Basic Concepts In this Package
Storing and manipulating annotated text
A {@link edu.cmu.minorthird.text.TextToken} is a "token" (usually a single
word in a document), plus some additional information that allows one to
find out where this word/token occured. Specifically one can recover the
string that contained the token, a shorter string identifier of
this "document" string, and the character offsets of the token--i.e., where
it appeared in the document string.
A {@link edu.cmu.minorthird.text.Span} is a sequence of adjacent TextTokens
from the same document.
Spans and TextTokens are considered to be inheritantly ordered. If two
Spans or TextTokens are from different document, they are ordered lexigraphically
based on the identifiers of those documents. Within a single document,
TextTokens are according to their position in their document, and Spans
are ordered according to their leftmost TextToken (using the rightmost
TextToken to break ties.)
A {@link edu.cmu.minorthird.text.TextBase} is a collection of tokenized
"document" strings, accessible as Spans.
A {@link edu.cmu.minorthird.text.TextLabels} contains markup
for a {@link edu.cmu.minorthird.text.TextBase}. This markup can consist
of
-
String-valued properties of individual TextTokens (i.e., individual occurances
in the TextBase of words.)
-
String-valued properties of Spans of TextTokens in the TextBase.
-
Groupings of Spans into "types". A Span can belong to multiple types, and
unlike properties, it is possible to quickly find all Spans of a given
type in a TextLabels, or find all Spans of a given type in a specific document.

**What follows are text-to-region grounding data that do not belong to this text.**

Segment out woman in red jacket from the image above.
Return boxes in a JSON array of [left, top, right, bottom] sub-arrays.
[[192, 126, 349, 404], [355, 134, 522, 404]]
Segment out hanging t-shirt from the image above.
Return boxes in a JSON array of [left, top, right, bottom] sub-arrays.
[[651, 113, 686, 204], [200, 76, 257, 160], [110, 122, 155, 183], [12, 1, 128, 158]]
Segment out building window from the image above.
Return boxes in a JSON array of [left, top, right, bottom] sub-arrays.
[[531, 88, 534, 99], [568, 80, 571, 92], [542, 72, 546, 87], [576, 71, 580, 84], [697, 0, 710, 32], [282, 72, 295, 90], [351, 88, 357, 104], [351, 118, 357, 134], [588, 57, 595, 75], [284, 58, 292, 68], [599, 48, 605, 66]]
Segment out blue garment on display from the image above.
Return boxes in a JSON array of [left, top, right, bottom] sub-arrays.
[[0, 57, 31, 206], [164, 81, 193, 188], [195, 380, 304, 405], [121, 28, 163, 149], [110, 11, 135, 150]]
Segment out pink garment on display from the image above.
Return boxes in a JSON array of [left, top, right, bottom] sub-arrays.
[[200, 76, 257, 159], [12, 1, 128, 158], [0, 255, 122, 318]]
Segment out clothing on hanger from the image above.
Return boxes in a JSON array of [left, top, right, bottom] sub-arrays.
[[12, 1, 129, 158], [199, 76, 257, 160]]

There are a couple of different varieties of TextLabels's. An {@link edu.cmu.minorthird.text.TextLabels}
can only be read, not modified. A {@link edu.cmu.minorthird.text.MonotonicTextLabels}
can be modified by changing attribute values, adding new attribute values,
or adding Spans to a type; however, Spans cannot be removed from a type.
A plain old {@link edu.cmu.minorthird.text.TextLabels} allows spans to
be removed from a type as well (ie is mutable).
A {@link edu.cmu.minorthird.text.NestedTextLabels} is an odd sort of
implementation of a MonotonicTextLabels. It combines two TextLabels's,
an "inner" one and an "outer" one, such that the outer one can be monotonically
added to, but the inner one is never modified. Semantically, the markup
in a NestedTextLabels is the union of the markup in the inner and outer
TextLabels's, except that property values in the outer TextLabels "shadow"
values in the inner TextLabels. This has several possible uses, for instance:
-
One can add change a TextLabels and then "back out" the changes by (a)
creating NestedTextLabels with an empty "outer" MonotonicTextLabels, (b)
monotonically adding to this new "outer" TextLabels, and then (c) discarding
the NestedTextLabels and reverting to the old "inner" TextLabels to undo
the modifications.
-
One can easily construct and view the union of two TextLabels's (or at
least, some well-defined approximation of this), which still being able
to modify either underlying TextLabels. For instance, one can construct
a single TextLabels which contains the output of a {@link edu.cmu.minorthird.text.mixup.MixupProgram},
plus some hand-labeled "ground truth" data, while still being able to re-run
the program and get new output and/or edit the "ground truth".